Olhando para eles, dificilmente poderíamos imaginar que são os parentes mais próximos dos vertebrados. Afinal, eles possuem o corpo formado por um envoltório externo (a túnica) e uma grande faringe perfurada para capturar seu alimento por filtração. O mais curioso é que os adultos são animais imóveis (sésseis) que se fixam no fundo e, com exceção de suas larvas, não podem nadar livremente.

No alto, o Branchiostoma , representante do grupo que era considerado o mais próximo dos vertebrados até aqui. Esse posto acaba de ser conquistado pelo grupo dos tunicados, do qual o Ciona intestinalis (na parte inferior) é um exemplo atual. Fotos: NOAA e DOE/Joint Genome Institute.

A teoria aceita anteriormente
Antes do estudo de Delsuc e colegas, a história do surgimento dos vertebrados era contada sob um prisma mais antropocêntrico. Acreditava-se que, a partir de animais marinhos mais simples – os equinodermas (estrelas-do-mar e ouriços-do-mar) –, desenvolveram-se formas mais complexas, como os tunicados e, posteriormente, os cefalocordados, seguidos dos vertebrados, incluindo no final o homem, que seria o mais complexo dos seres. As principais características que levaram à origem dos vertebrados foram, nesta ordem, o surgimento das primeiras brânquias (ou guelras), da notocorda, da segmentação do corpo e o posterior desenvolvimento de um esqueleto interno, que serviu de base para a sustentação dos músculos.

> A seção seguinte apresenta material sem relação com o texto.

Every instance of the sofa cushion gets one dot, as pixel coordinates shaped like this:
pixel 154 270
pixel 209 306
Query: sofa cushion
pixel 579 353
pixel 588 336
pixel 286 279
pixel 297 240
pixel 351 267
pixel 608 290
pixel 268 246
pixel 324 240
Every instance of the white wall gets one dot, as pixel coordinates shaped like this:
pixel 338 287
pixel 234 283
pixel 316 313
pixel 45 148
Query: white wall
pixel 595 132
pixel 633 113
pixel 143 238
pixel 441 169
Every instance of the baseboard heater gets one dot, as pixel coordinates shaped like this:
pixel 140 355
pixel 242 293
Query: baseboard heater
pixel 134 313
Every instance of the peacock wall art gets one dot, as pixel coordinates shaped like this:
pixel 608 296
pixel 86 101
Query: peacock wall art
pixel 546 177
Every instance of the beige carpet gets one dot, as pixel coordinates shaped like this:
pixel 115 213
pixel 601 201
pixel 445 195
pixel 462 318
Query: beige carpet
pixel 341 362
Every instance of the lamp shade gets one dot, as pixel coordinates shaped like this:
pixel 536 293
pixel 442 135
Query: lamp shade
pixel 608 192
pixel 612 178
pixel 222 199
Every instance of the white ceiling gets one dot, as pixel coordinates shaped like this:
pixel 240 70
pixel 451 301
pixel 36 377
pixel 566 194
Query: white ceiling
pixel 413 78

Para investigar a origem dos vertebrados à luz de novas tecnologias, os pesquisadores fizeram um levantamento de dados moleculares sobre dezenas de organismos que vivem nos dias de hoje: tunicados (também chamados de urocordados), cefalocordados, vertebrados primitivos (como a lampréia e os peixes-bruxa) e outros seres que não são cordados, como fungos e corais.

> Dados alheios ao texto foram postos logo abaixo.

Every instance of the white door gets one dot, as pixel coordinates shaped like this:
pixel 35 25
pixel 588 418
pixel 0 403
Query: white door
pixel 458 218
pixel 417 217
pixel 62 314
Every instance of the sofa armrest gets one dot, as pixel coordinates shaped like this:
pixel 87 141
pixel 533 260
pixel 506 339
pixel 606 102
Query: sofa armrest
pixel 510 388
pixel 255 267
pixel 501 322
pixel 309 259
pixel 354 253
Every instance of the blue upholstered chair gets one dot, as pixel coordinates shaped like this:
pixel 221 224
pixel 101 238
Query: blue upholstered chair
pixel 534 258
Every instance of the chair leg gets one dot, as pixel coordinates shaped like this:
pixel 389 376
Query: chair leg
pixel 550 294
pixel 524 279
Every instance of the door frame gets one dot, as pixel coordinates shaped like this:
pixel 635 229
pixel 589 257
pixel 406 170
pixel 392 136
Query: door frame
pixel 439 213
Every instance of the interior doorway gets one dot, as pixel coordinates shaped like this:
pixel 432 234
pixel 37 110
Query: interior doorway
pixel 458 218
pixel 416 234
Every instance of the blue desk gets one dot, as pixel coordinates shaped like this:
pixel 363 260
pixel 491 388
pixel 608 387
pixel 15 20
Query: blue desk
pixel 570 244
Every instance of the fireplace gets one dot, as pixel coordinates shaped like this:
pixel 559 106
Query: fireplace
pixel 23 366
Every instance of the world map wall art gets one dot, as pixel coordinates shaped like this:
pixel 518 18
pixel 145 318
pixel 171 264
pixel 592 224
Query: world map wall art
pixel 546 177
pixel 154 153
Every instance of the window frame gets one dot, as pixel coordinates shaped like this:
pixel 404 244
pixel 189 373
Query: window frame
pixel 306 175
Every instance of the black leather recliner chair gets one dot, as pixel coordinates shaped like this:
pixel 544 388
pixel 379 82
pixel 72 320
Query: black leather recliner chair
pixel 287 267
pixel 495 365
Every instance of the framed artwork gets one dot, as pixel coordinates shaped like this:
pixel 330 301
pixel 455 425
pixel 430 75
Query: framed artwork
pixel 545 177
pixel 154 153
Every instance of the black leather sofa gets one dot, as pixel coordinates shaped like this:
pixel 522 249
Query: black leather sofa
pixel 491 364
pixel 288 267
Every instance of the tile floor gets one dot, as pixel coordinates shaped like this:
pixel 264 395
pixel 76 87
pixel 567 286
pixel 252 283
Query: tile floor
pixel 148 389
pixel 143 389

Eles usaram informações sobre esses organismos obtidas em diversas pesquisas genéticas, como dados de seqüenciamento de DNA, empregando 33.800 bases de aminoácidos. Esses dados foram submetidos a técnicas de análise filogenética, que levaram à conclusão de que os tunicados, e não os cefalocordados, são o grupo mais próximo dos vertebrados.

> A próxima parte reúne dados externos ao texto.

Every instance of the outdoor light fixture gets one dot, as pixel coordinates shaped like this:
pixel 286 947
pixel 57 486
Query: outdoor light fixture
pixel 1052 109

As implicações desse resultado são tremendas e seria necessário um livro para discuti-las todas. Uma delas é que todos os organismos envolvidos no estudo – equinodermas, cefalocordados, tunicados e vertebrados (conjuntamente chamados de deuterostomos) são derivados de organismos que viviam livremente (e não fixos), tendo guelras, um corpo segmentado e possivelmente um cérebro e sistema nervoso relativamente sofisticado.

À medida que outros grupos evoluíam, alguns teriam perdido algumas dessas características, tendendo a se tornar mais simples. Isso é justamente o contrário do que se pensava até então! Acreditava-se que havia um tendência para que os organismos se tornassem mais complexos.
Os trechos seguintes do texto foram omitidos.